Release Release 0.8.0 · tensorflow/transform

Major Features and Improvements

Add TFTransformOutput utility class that wraps the output of tf.Transform for
use in training. This makes it easier to consume the output written by
tf.Transform (see update examples for usage).
Increase efficiency of quantiles (and therefore bucketize).

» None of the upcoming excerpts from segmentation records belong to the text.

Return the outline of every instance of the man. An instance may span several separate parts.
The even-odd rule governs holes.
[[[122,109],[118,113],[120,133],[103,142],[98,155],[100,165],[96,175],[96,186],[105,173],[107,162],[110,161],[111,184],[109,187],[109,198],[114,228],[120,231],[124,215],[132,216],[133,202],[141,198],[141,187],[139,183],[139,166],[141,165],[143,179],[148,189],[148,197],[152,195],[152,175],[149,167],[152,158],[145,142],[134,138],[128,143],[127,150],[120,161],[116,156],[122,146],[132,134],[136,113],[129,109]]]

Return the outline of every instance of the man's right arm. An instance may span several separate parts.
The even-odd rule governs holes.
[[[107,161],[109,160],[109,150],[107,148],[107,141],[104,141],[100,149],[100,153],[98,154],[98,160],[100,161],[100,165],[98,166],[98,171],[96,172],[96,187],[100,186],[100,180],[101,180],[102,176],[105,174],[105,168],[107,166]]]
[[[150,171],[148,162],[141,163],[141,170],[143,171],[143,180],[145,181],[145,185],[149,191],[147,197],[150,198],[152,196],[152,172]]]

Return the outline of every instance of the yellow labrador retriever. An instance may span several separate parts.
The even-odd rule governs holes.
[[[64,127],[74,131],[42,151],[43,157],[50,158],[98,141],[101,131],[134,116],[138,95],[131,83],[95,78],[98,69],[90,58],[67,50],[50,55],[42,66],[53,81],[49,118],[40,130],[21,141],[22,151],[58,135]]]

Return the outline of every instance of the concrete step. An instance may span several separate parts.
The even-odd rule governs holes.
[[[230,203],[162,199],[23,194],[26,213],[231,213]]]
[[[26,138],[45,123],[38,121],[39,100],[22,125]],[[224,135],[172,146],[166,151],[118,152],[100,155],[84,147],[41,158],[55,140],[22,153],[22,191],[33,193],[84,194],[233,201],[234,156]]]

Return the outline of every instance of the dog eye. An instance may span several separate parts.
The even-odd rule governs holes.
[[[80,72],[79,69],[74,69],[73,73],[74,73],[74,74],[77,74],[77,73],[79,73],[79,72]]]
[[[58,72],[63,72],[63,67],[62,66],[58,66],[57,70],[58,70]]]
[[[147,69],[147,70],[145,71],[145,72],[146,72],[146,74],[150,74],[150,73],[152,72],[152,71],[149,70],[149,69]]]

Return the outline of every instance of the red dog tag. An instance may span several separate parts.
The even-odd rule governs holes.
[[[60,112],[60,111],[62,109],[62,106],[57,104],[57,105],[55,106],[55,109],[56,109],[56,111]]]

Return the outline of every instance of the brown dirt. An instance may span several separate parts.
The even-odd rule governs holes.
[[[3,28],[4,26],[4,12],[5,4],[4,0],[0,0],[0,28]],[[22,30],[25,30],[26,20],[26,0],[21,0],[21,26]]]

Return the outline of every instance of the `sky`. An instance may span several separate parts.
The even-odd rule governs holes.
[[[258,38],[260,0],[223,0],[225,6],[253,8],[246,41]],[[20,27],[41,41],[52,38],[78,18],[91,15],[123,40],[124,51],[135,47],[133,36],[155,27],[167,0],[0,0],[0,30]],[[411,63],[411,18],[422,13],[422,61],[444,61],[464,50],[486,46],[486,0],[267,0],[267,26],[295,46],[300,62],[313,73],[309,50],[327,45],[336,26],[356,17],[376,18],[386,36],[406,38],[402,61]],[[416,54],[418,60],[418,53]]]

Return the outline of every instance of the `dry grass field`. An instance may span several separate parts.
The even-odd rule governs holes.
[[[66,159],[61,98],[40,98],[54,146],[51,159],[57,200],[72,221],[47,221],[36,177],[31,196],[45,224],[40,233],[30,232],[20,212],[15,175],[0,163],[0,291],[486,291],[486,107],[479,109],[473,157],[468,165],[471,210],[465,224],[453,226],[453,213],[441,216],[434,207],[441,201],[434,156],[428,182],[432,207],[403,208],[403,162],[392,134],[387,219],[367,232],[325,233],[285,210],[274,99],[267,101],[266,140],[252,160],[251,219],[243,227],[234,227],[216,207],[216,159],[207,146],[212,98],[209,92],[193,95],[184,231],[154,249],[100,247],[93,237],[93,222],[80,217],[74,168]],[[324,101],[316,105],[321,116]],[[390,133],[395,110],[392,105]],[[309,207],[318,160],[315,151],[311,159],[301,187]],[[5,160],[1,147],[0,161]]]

Change tft.sum/tft.mean/tft.var to only support basic numeric types.
Widen the output type of tft.sum for some input types to avoid overflow
and/or to preserve precision.
For int32 and int64 input types, change the output type of tft.mean/
tft.var/tft.scale_to_z_score from float64 to float32 .
Change the output type of tft.size to be always int64.
Context now accepts passthrough_keys which can be used when additional
information should be attached to dataset instances in the pipeline which
should not be part of the transformation graph, for example: instance keys.
In addition to using TFTransformOutput, the examples demonstrate new workflows
where a vocabulary is computed, but not applied, in the preprocessing_fn.
Added dependency on the absl-py package.
TransformTestCase test cases can now be parameterized.
Add support for partitioned variables when loading a model.
Export the coders subpackage so that users can access it as tft.coders,
e.g. tft.coders.ExampleProtoCoder.
Setting dtypes for numpy arrays in tft.coders.ExampleProtoCoder and
tft.coders.CsvCoder.
tft.mean, tft.max and tft.var now support tf.SparseTensor.
Update examples to use "core" TensorFlow estimator API (tf.estimator).
Depends on protobuf>=3.6.0<4.

apply_saved_transform is removed. See note on
partially_apply_saved_transform in the Deprecations section.
No longer set vocabulary_file in IntDomain when using
tft.compute_and_apply_vocabulary or tft.apply_vocabulary.
Requires pre-installed TensorFlow >=1.8,<2.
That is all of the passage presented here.